Data Visualization with R

require(dplyr)
require(ggplot2)
require(qdata)
data(bands)

You can change the appearance of mapped aesthetics by using scales.
Scales control the mapping from data to aestethics. They take your data and turn into something that you can see like colour, shape, position or size. Scales provide also the tools that allow you to read the plot: legends and axes.

In this chapter we will discuss how customize the appearance of mapped aesthetics by exploring scales functionalities. Legends and axes will not discussed here but in Axes Customization and Legend Customization chapters, respectively.
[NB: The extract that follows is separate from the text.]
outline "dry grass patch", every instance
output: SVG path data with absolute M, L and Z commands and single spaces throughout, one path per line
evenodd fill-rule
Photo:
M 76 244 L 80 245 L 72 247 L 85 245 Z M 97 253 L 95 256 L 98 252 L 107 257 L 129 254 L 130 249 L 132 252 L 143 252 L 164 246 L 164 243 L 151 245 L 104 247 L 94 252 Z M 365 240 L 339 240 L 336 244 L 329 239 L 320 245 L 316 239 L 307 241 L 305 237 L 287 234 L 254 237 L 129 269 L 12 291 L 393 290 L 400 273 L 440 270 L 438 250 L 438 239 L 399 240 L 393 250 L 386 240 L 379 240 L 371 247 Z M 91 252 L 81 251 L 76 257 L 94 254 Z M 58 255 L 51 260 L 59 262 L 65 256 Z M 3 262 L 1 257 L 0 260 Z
But firstly, let us introduce some concepts about scales structure.

Scales Structure

A scale is required for every aestethic used on a plot. For example, when you write:

ggplot(data=bands, mapping=aes(x=humidity, y=viscosity)) +
  geom_point(mapping = aes(colour=band_type))

What actually happens is:

ggplot(data=bands, mapping=aes(x=humidity, y=viscosity)) +
  geom_point(mapping = aes(colour=band_type)) +
  scale_x_continuous() +
  scale_y_continuous() +
  scale_color_discrete()

The previous two specifications are equal.
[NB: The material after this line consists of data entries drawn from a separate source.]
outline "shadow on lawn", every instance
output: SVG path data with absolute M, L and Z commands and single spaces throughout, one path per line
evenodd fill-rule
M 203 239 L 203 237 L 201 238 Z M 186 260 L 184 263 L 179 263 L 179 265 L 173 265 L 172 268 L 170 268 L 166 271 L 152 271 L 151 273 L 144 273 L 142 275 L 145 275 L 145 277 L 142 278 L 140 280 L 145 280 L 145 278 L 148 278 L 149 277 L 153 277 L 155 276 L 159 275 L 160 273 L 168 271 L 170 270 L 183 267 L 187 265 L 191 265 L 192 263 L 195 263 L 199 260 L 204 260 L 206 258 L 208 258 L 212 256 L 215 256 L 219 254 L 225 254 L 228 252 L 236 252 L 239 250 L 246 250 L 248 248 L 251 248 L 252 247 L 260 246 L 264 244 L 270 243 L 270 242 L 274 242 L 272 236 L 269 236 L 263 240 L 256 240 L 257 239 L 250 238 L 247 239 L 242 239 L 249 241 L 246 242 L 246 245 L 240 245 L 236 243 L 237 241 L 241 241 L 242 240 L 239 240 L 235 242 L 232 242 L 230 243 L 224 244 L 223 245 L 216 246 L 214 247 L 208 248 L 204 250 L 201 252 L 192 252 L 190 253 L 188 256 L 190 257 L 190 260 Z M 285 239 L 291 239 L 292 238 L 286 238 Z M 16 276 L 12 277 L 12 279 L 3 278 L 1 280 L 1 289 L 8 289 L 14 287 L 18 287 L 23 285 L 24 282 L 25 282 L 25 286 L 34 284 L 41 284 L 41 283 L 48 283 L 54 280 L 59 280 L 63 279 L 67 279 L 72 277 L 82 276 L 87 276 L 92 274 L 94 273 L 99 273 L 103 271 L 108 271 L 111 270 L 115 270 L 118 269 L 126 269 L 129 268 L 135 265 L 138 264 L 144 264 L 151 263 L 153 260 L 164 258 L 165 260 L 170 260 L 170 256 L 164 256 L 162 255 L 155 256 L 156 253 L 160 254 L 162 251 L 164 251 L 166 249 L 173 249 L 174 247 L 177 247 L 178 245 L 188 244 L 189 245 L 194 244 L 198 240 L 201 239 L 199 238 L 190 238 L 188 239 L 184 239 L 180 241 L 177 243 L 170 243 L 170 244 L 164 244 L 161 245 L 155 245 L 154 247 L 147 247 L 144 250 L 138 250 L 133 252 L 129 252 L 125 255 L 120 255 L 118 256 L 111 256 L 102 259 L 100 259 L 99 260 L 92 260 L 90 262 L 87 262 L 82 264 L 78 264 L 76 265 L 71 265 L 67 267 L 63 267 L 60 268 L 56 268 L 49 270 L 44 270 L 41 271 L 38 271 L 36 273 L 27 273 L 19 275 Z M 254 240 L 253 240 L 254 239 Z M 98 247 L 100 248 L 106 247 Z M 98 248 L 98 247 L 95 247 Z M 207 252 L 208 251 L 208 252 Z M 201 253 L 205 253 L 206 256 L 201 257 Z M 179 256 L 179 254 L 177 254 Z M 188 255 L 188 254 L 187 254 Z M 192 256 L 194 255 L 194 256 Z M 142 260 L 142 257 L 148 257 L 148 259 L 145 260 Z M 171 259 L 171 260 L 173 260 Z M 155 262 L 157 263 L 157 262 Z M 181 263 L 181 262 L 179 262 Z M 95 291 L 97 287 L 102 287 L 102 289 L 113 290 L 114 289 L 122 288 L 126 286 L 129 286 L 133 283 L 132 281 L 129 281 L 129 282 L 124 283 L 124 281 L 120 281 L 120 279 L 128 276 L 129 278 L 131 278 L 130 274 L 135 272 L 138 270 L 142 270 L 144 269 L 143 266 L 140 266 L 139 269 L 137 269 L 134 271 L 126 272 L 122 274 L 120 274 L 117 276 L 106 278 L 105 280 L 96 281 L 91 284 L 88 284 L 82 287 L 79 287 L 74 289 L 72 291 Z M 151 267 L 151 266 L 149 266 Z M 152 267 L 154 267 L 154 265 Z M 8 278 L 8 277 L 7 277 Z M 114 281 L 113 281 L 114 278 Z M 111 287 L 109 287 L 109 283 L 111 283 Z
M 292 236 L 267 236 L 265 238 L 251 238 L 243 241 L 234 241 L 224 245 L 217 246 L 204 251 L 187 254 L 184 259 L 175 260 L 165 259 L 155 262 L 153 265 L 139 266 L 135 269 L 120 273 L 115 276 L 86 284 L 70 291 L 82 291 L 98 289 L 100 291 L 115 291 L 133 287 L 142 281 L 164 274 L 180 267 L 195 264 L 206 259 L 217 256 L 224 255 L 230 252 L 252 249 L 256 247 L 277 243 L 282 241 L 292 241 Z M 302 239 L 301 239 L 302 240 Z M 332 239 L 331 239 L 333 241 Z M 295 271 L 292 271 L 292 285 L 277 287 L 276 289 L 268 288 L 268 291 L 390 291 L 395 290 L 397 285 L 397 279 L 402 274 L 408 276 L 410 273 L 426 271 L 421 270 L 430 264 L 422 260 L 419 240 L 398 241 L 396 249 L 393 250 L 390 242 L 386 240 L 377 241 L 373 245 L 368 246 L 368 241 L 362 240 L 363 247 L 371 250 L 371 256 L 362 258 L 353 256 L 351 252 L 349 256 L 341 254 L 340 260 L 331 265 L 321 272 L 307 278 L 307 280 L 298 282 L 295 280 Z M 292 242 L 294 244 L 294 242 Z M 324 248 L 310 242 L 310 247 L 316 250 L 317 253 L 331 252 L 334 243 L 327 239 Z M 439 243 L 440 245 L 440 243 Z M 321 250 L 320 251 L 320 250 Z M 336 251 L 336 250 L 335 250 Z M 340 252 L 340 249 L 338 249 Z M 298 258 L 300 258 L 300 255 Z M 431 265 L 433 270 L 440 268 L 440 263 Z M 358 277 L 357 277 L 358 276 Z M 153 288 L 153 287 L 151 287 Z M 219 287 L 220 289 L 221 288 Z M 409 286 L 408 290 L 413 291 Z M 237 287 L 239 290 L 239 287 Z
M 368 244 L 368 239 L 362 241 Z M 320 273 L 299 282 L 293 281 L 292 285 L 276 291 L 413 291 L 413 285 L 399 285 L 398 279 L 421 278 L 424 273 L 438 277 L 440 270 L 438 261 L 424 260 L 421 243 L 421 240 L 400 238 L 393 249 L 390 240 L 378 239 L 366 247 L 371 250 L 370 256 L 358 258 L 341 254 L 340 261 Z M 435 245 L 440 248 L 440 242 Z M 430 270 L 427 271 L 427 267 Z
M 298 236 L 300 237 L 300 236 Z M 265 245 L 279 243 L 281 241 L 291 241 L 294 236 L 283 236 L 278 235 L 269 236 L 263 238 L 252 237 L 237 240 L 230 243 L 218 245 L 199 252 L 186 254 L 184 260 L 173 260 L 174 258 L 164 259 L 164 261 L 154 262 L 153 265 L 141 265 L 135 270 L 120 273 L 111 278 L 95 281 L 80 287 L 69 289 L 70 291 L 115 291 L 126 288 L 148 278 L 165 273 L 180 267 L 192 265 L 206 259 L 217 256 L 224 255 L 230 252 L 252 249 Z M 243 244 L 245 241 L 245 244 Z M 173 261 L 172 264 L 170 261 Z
Default scales are named according to the aesthetic and the variable type. It would be tedious to manually add a scale every time a new aestethic is added, so ggplot2 does it for you.
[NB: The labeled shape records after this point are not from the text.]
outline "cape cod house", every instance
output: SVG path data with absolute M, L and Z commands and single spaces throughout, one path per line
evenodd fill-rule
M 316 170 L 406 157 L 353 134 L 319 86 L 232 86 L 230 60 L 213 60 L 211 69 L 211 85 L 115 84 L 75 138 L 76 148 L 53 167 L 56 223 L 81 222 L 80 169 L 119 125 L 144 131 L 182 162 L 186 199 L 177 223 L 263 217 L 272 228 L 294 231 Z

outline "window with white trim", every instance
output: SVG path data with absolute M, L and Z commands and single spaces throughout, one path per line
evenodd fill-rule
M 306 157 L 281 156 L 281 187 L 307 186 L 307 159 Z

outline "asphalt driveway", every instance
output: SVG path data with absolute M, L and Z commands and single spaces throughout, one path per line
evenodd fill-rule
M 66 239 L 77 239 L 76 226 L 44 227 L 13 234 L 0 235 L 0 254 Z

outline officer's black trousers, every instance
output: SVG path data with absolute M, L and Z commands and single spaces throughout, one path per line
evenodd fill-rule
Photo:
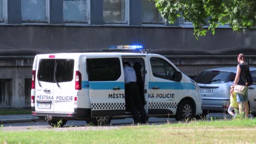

Each scale has default values for its argument, this means that if you want to modify one or more features of this scale you have to overwrite it/s default value. To overwrite its default value/s you have to manually add that scale.

For example, let us suppose that you want to reduce the luminance of the points colours in the plot. Colour aesthetic mapping is controlled by scale_color_discrete() and the argument of scale_color_discrete() that control the luminance is l. l can assume values from 0 to 100 and its default value is 65. We want to decrease the luminance and set it to 40 in this way:

ggplot(data=bands, mapping=aes(x=humidity, y=viscosity)) +
  geom_point(mapping = aes(colour=band_type)) +
  scale_color_discrete(l = 45)

The use of + to “add” a scale is a little misleading. Remember that when you + a scale you are not adding it but ovverwriting it.

Scales naming scheme and scales types

The name for scaling scheme is made up by three pieces separated by _:

  1. scale
  2. the name of the aestethic (e.g., colour, shape, …)
  3. the name of the scale (e.g., continuous, discrete, brewer, …)

There are more scale types. They can be grouped into:

  • Continuous position scales, used to map data into x and y position
  • Mapped aestethics scales, like colour, linetype, shape and size.

In the following paragraphs we will answer to the most frequently asked questions about mapped aesthetics scales customization for: colours, linetype, shape and size. The use and the features of continuous position scales will be discussed in Axes Customization chapter.

Customizing colours

Do you know something about colour theory? If the answer is no, you should read this paragraph.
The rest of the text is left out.